A Microsoft attorney will attack Google’s book search service in a speech Tuesday to the Association of American Publishers (AAP), saying Google is misappropriating principles of fair use to further its own business model.
Thomas Rubin, Microsoft’s associate general counsel, will address the AAP’s annual meeting in New York, stating that while Microsoft’s Live Search Books honors copyright protection and fair use, Google’s Book Search abuses it.
“In my view, Google has chosen the wrong path for the longer term, because it systematically violates copyright and deprives authors and publishers of an important avenue for monetizing their works,” Rubin said in a copy of the speech posted on the Web site of The Wall Street Journal. Rubin also addressed the issue in a commentary written for Monday’s edition of The Financial Times.

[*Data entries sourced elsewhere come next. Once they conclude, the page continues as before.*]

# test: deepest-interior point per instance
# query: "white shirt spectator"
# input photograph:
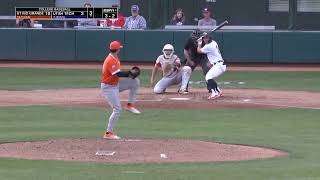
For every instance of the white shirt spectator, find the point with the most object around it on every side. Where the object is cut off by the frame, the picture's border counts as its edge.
(207, 22)
(137, 22)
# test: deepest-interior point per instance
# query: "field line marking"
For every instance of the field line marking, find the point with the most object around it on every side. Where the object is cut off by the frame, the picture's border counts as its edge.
(282, 105)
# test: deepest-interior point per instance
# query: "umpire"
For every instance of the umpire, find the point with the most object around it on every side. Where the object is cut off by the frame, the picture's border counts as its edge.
(192, 56)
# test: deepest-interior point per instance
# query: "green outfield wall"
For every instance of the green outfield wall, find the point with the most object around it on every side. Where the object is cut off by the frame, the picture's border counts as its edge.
(145, 46)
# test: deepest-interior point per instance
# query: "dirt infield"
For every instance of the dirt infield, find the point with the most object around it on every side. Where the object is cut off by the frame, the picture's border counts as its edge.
(97, 65)
(233, 98)
(134, 151)
(150, 150)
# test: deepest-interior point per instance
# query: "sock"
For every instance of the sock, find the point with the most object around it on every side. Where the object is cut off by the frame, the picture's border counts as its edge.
(212, 84)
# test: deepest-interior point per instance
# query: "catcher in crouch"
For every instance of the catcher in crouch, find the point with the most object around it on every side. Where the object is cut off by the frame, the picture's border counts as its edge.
(172, 72)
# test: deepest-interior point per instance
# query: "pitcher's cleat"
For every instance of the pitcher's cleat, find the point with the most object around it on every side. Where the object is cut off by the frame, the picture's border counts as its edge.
(129, 107)
(111, 136)
(183, 91)
(213, 96)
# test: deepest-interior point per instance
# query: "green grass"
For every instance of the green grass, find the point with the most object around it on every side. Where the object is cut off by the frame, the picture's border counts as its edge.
(28, 78)
(294, 130)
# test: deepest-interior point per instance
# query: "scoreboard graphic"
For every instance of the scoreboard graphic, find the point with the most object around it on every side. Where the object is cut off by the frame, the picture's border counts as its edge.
(66, 13)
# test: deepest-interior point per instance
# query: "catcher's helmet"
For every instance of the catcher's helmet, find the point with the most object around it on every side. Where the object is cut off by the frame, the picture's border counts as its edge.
(196, 34)
(168, 51)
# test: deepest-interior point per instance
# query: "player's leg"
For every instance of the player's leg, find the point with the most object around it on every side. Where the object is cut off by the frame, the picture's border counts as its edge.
(205, 66)
(133, 86)
(213, 73)
(185, 77)
(162, 85)
(193, 67)
(111, 94)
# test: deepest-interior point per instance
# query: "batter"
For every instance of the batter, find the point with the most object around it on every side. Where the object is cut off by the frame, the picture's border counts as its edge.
(209, 47)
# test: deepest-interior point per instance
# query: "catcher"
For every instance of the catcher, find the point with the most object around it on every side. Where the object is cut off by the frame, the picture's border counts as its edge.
(114, 81)
(172, 73)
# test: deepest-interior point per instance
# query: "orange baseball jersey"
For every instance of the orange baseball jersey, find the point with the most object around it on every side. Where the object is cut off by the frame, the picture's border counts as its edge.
(111, 66)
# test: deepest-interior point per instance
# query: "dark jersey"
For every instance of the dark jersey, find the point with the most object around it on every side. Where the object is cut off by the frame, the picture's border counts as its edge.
(191, 46)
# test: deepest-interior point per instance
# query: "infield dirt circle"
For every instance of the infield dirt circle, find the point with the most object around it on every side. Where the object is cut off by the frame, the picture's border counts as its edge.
(134, 151)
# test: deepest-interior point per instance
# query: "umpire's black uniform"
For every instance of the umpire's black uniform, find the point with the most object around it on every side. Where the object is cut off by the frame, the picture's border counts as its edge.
(198, 59)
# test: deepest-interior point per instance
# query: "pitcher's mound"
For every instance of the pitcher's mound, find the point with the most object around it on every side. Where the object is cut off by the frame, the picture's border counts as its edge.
(134, 151)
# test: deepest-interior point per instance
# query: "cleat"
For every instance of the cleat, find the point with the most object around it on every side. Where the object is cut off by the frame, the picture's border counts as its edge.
(132, 109)
(213, 96)
(183, 91)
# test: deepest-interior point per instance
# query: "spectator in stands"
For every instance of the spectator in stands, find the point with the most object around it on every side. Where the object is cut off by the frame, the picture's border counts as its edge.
(207, 20)
(135, 21)
(116, 23)
(24, 23)
(87, 22)
(178, 18)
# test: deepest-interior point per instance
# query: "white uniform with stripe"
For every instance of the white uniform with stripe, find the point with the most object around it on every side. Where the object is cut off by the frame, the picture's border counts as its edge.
(213, 53)
(172, 75)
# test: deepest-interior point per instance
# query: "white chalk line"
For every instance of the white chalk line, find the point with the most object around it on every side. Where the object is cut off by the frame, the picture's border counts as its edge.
(133, 172)
(280, 105)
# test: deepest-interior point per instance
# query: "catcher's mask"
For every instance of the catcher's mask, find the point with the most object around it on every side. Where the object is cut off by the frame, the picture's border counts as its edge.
(168, 51)
(196, 34)
(207, 36)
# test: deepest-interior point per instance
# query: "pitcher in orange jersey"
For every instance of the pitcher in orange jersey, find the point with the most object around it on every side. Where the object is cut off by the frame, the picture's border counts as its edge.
(113, 81)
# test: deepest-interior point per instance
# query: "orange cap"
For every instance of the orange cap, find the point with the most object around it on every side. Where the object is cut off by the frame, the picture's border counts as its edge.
(114, 45)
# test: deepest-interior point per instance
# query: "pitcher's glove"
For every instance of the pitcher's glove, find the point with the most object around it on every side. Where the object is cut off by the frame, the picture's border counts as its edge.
(134, 72)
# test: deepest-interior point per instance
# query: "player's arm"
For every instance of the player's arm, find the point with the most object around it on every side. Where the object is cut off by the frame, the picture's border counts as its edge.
(177, 63)
(186, 54)
(199, 49)
(122, 74)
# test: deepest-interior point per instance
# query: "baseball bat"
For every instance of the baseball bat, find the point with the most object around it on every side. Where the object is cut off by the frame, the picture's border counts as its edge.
(217, 28)
(220, 26)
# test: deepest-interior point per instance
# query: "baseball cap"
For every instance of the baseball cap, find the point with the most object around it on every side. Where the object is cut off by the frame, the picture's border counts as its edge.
(134, 8)
(114, 45)
(205, 10)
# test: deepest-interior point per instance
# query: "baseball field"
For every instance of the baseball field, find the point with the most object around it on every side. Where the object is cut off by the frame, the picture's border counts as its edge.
(52, 117)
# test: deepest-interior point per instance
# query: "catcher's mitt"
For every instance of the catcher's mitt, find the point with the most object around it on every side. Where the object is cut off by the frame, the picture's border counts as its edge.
(134, 72)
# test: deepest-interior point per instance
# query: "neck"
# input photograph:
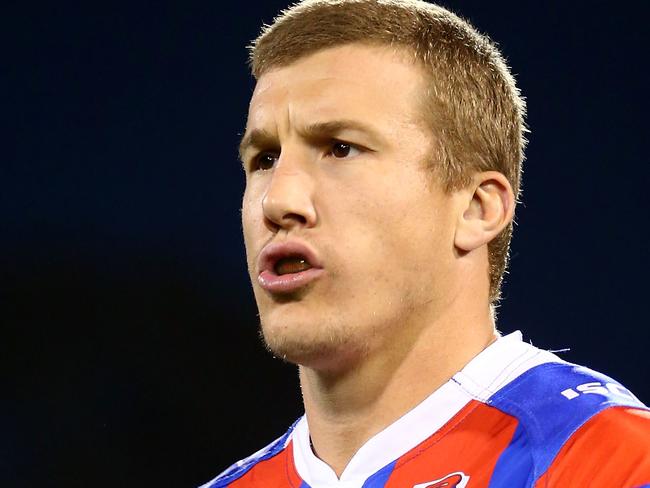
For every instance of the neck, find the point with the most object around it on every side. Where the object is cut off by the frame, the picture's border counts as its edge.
(346, 408)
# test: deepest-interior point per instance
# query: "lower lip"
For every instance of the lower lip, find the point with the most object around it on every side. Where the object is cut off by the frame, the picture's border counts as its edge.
(287, 283)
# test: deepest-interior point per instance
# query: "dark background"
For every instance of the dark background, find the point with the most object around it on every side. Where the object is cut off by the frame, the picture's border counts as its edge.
(129, 351)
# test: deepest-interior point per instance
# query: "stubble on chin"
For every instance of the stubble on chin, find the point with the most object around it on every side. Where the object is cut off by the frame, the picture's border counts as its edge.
(311, 344)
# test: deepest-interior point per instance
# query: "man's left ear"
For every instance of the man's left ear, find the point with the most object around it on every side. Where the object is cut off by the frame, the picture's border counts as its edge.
(487, 209)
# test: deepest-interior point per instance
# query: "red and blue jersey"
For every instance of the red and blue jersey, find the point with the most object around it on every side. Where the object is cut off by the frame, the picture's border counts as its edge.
(515, 416)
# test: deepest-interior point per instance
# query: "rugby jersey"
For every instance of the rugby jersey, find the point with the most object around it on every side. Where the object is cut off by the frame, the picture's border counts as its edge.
(514, 416)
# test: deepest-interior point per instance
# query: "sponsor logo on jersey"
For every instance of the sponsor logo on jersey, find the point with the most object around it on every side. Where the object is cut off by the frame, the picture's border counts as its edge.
(453, 480)
(598, 388)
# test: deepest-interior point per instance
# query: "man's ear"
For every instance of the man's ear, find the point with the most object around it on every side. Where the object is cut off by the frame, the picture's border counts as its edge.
(488, 208)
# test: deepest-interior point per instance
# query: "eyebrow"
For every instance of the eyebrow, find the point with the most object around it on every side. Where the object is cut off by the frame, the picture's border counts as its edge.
(261, 138)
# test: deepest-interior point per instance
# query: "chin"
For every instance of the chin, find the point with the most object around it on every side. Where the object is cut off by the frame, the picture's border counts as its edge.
(310, 345)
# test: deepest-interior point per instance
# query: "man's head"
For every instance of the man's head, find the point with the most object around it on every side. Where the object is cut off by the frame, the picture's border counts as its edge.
(429, 128)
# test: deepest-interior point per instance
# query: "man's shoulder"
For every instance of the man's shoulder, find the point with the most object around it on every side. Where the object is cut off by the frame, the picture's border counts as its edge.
(559, 405)
(241, 468)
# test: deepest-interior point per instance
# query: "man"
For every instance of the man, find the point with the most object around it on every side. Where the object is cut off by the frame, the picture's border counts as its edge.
(383, 154)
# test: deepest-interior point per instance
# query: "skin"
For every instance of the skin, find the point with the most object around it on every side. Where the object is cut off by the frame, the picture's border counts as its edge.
(403, 301)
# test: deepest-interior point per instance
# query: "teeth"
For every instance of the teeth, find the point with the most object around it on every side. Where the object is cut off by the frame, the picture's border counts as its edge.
(293, 264)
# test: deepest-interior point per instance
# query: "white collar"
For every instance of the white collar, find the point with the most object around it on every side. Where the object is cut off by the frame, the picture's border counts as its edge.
(493, 368)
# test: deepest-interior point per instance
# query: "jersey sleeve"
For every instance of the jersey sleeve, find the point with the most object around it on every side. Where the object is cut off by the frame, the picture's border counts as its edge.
(611, 449)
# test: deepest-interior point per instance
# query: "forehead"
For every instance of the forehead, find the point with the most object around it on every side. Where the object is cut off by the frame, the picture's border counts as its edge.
(374, 83)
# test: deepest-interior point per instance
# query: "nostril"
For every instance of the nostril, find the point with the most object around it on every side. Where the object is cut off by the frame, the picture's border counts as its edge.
(294, 217)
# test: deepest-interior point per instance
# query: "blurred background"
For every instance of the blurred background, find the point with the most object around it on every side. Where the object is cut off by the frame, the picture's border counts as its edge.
(129, 353)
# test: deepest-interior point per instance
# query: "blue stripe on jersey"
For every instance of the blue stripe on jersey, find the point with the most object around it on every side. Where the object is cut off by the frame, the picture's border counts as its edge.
(379, 479)
(551, 402)
(240, 468)
(515, 465)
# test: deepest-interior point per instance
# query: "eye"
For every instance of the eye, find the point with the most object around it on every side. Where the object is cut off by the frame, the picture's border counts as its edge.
(342, 150)
(264, 161)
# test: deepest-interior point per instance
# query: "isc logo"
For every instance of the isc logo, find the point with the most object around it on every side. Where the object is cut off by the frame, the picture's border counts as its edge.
(598, 388)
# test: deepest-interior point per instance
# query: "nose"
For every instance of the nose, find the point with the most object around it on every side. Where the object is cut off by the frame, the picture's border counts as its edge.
(288, 201)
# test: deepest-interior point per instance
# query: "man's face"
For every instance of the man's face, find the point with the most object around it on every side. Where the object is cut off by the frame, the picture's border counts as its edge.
(349, 237)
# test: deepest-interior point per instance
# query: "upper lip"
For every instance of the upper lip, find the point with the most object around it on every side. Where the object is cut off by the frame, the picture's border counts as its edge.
(273, 252)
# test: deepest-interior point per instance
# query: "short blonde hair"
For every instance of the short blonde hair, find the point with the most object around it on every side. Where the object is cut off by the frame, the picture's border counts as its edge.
(472, 103)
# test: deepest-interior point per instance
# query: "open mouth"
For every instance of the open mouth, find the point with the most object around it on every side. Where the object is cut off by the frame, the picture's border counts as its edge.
(286, 267)
(291, 264)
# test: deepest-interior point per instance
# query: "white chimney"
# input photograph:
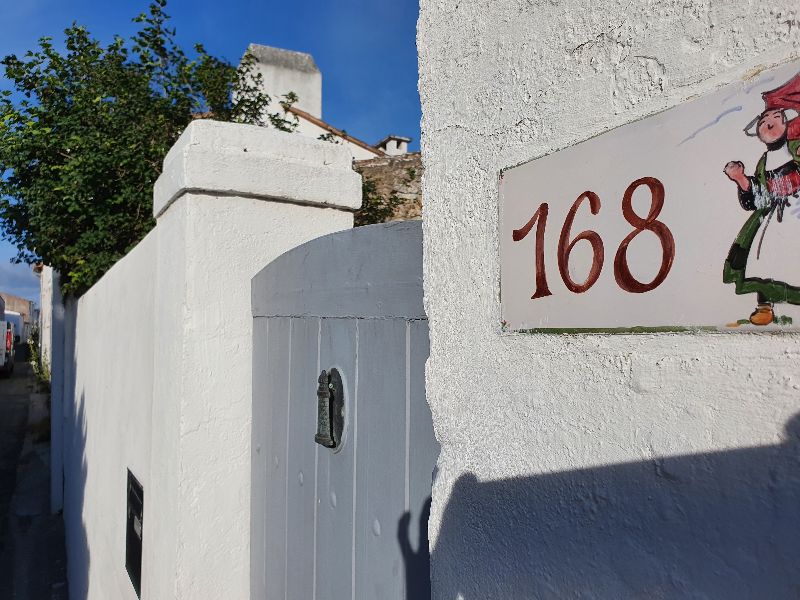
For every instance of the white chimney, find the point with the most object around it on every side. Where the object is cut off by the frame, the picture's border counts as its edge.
(285, 71)
(394, 145)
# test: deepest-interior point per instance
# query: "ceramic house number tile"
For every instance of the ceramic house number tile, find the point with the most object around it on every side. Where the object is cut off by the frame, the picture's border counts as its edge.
(687, 219)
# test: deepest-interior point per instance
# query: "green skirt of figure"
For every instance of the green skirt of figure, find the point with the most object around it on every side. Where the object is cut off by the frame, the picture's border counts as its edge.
(736, 263)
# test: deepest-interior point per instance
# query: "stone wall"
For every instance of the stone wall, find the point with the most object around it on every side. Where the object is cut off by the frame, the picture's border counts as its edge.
(401, 175)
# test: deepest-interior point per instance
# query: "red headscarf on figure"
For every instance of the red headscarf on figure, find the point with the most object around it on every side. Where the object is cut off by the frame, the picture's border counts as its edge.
(786, 97)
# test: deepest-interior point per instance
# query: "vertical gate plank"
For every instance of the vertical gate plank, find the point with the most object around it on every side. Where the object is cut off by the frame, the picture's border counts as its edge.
(335, 491)
(423, 453)
(380, 462)
(278, 369)
(259, 454)
(301, 459)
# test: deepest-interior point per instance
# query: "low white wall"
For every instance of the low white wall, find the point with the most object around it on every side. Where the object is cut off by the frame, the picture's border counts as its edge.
(506, 81)
(108, 424)
(156, 361)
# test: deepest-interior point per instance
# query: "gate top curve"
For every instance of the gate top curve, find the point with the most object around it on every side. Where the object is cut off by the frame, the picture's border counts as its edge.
(365, 272)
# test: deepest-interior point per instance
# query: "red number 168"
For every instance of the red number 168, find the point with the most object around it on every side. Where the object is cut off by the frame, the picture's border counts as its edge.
(622, 273)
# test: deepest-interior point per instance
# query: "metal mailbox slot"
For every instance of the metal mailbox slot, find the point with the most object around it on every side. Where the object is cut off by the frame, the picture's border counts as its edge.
(133, 534)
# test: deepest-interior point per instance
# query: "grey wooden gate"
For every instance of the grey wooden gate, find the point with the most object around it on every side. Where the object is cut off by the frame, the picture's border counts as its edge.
(348, 523)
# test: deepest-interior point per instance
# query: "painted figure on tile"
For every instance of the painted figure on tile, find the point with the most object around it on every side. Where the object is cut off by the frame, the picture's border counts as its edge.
(765, 257)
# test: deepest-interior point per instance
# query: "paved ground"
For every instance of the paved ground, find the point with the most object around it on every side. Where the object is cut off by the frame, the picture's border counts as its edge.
(32, 559)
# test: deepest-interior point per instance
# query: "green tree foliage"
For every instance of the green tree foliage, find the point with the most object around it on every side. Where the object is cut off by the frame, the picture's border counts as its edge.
(84, 130)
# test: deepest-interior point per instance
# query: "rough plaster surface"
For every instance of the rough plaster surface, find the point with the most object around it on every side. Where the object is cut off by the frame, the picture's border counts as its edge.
(285, 71)
(503, 82)
(254, 161)
(210, 246)
(107, 425)
(159, 359)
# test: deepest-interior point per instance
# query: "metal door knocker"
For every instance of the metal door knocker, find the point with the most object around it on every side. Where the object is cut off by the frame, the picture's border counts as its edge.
(330, 409)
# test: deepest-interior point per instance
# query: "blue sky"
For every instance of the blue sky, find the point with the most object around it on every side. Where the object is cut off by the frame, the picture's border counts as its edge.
(365, 49)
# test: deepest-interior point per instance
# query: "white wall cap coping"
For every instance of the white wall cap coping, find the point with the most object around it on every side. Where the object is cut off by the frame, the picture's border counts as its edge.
(232, 159)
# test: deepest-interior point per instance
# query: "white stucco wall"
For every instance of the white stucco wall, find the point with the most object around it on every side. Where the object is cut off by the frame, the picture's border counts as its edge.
(107, 425)
(503, 82)
(156, 361)
(231, 199)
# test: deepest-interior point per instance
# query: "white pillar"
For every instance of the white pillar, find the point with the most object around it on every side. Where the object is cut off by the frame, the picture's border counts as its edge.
(231, 199)
(505, 82)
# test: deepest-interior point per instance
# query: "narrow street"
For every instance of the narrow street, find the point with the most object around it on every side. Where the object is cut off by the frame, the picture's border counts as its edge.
(32, 557)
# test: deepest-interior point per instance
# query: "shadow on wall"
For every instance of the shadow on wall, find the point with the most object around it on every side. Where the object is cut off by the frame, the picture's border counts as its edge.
(703, 526)
(417, 563)
(75, 477)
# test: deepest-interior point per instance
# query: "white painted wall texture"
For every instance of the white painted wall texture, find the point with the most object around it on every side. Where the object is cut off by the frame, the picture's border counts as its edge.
(108, 423)
(161, 372)
(605, 466)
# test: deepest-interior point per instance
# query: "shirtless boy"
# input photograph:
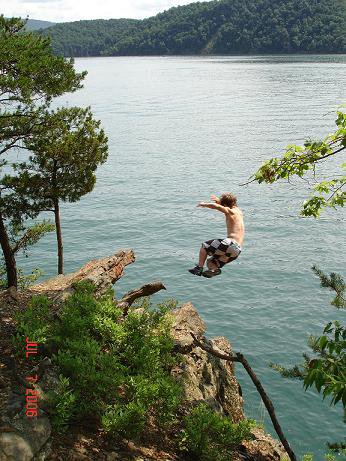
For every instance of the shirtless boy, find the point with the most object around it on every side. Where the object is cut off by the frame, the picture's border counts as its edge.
(222, 251)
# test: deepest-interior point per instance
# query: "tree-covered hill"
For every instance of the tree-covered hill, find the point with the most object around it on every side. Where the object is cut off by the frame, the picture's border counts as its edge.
(217, 27)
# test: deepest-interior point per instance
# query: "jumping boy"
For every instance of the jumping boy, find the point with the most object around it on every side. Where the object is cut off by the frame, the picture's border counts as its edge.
(222, 251)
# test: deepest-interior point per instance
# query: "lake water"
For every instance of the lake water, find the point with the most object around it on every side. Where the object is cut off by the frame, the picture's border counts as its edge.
(180, 129)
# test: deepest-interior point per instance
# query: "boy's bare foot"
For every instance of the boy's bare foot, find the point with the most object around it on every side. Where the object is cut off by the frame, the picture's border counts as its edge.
(209, 274)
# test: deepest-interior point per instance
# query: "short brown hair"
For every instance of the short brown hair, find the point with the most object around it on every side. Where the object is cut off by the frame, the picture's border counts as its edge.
(228, 199)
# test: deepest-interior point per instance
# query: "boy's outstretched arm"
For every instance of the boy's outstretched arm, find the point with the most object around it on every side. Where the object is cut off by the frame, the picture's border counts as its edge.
(214, 206)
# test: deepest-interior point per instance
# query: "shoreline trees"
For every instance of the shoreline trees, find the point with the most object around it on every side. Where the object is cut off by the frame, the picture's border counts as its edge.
(30, 78)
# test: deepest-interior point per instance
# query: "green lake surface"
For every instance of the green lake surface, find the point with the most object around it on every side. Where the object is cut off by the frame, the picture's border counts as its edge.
(180, 129)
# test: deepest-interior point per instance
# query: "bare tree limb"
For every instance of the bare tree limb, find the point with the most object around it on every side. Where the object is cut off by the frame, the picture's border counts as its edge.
(266, 400)
(146, 290)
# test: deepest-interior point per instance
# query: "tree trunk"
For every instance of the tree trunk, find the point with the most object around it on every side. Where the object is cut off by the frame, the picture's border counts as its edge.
(10, 262)
(59, 237)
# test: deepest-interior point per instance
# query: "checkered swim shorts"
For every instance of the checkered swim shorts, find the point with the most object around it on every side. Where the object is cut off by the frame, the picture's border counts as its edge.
(222, 251)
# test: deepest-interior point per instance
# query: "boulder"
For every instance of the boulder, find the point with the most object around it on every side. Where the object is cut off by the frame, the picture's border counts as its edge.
(103, 273)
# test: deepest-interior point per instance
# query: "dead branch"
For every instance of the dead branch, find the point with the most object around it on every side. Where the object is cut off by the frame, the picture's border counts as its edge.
(266, 400)
(146, 290)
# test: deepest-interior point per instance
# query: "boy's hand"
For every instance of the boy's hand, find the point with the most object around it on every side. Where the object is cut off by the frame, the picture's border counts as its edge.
(215, 199)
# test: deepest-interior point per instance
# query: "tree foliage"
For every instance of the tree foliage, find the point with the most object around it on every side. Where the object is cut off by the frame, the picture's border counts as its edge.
(31, 76)
(217, 27)
(303, 160)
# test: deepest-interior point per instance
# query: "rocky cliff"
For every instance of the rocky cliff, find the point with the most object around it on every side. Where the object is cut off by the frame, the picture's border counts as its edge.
(206, 379)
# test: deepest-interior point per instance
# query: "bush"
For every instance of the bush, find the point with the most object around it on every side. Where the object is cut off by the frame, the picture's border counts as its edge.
(208, 436)
(35, 323)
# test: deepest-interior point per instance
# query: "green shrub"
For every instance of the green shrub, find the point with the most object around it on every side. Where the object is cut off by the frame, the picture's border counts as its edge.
(35, 323)
(117, 369)
(208, 436)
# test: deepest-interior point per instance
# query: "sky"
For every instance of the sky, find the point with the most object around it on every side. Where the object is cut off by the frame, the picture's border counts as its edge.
(74, 10)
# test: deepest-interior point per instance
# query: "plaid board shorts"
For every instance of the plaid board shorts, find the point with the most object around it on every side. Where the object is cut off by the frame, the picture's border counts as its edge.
(222, 251)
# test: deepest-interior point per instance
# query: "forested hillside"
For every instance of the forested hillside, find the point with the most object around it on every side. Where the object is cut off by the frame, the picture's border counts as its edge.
(217, 27)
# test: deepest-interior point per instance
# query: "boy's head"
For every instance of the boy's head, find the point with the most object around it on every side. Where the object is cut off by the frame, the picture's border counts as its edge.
(228, 200)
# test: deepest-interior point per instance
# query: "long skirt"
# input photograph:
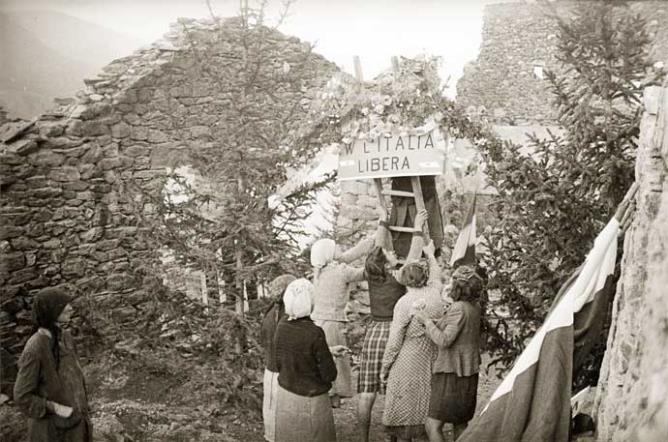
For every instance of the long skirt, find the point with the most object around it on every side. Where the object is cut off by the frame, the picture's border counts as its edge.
(335, 334)
(453, 398)
(408, 389)
(270, 389)
(304, 418)
(371, 359)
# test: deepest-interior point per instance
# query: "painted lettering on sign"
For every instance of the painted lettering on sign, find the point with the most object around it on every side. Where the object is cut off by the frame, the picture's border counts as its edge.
(399, 155)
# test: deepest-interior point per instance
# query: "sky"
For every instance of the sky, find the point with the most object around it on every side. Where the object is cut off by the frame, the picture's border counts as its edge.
(374, 30)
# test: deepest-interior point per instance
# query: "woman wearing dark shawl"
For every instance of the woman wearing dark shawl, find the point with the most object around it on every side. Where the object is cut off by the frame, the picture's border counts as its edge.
(50, 387)
(269, 324)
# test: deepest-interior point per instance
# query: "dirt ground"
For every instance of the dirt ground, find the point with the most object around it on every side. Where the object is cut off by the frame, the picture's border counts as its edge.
(139, 406)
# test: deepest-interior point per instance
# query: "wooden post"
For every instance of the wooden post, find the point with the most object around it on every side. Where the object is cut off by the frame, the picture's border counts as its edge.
(419, 201)
(222, 296)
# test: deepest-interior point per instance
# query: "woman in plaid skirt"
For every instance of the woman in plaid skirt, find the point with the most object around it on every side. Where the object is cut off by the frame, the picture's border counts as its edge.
(384, 292)
(409, 354)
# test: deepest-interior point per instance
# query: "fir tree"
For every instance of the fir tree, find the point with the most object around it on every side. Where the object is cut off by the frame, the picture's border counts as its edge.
(554, 201)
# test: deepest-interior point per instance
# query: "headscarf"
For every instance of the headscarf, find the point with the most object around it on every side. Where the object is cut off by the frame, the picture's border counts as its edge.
(278, 285)
(47, 305)
(415, 274)
(465, 273)
(322, 253)
(374, 265)
(298, 299)
(467, 285)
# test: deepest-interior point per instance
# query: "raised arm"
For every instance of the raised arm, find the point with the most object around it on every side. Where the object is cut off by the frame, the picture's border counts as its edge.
(359, 250)
(448, 328)
(27, 381)
(434, 282)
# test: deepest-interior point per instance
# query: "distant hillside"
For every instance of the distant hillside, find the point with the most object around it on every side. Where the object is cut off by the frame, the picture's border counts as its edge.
(48, 54)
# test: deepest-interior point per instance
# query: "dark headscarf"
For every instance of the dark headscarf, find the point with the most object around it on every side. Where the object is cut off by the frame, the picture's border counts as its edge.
(415, 274)
(374, 265)
(47, 305)
(467, 285)
(276, 290)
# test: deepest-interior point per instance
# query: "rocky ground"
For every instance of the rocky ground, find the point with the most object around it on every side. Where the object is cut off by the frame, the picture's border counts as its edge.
(142, 405)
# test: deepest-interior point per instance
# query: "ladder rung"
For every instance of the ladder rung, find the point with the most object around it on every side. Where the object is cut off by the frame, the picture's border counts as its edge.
(401, 229)
(399, 193)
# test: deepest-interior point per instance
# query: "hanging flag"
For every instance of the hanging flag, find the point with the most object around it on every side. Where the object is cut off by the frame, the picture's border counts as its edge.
(533, 401)
(464, 251)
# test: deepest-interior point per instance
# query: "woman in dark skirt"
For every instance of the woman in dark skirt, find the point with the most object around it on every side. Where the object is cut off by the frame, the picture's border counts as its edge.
(454, 382)
(50, 388)
(306, 370)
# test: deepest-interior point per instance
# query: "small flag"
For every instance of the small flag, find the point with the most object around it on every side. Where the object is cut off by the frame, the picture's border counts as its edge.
(464, 251)
(245, 299)
(533, 401)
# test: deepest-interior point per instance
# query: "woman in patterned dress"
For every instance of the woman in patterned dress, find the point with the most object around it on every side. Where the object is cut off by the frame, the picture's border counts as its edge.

“Google defends its actions primarily by arguing that its unauthorized copying and future monetization of your books are protected as fair use,” the speech says.
At issue is Microsoft’s contention that Google has taken the position that it may scan, catalog and display content published in book form under fair use principles unless the copyright right holders tells them not to. Rubin also says in his speech that Google then profits from material to which it does not own the copyright by running advertising along with it. He says that Microsoft seeks and receives permission from all publishers of copyrighted material before including it among titles that can be searched.
A search for Ernest Hemingway’s novel “The Old Man and the Sea” on Google Book Search brought up no ads on the results page, but inserted one ad below four pages of scanned text.
In contrast, Microsoft’s Live Search Books, currently being beta-tested, brought up only one title in its search results, a book called “Search and Struggle for Quality and Independence,” which cites Hemingway’s tale as a reference. No advertising appears on the results page or the book’s page.
Rubin calls Google’s attitude towards copyright protection “weak at best” and cites accusations leveled at Google-owned YouTube over failure to remove copyrighted material as proof of that. “Anyone who visits YouTube, which Google purchased last year, will immediately recognize that it follows a similar cavalier approach to copyright,” said Rubin.
Google did not respond immediately to a request for comment.
The U.S. Copyright Office defines “fair use” on its Web site as: “quotation of excerpts in a review or criticism for purposes of illustration or comment; quotation of short passages in a scholarly or technical work, for illustration or clarification of the author’s observations; use in a parody of some of the content of the work parodied; summary of an address or article, with brief quotations, in a news report; reproduction by a library of a portion of a work to replace part of a damaged copy; reproduction by a teacher or student of a small part of a work to illustrate a lesson; reproduction of a work in legislative or judicial proceedings or reports; incidental and fortuitous reproduction, in a newsreel or broadcast, of a work located in the scene of an event being reported.”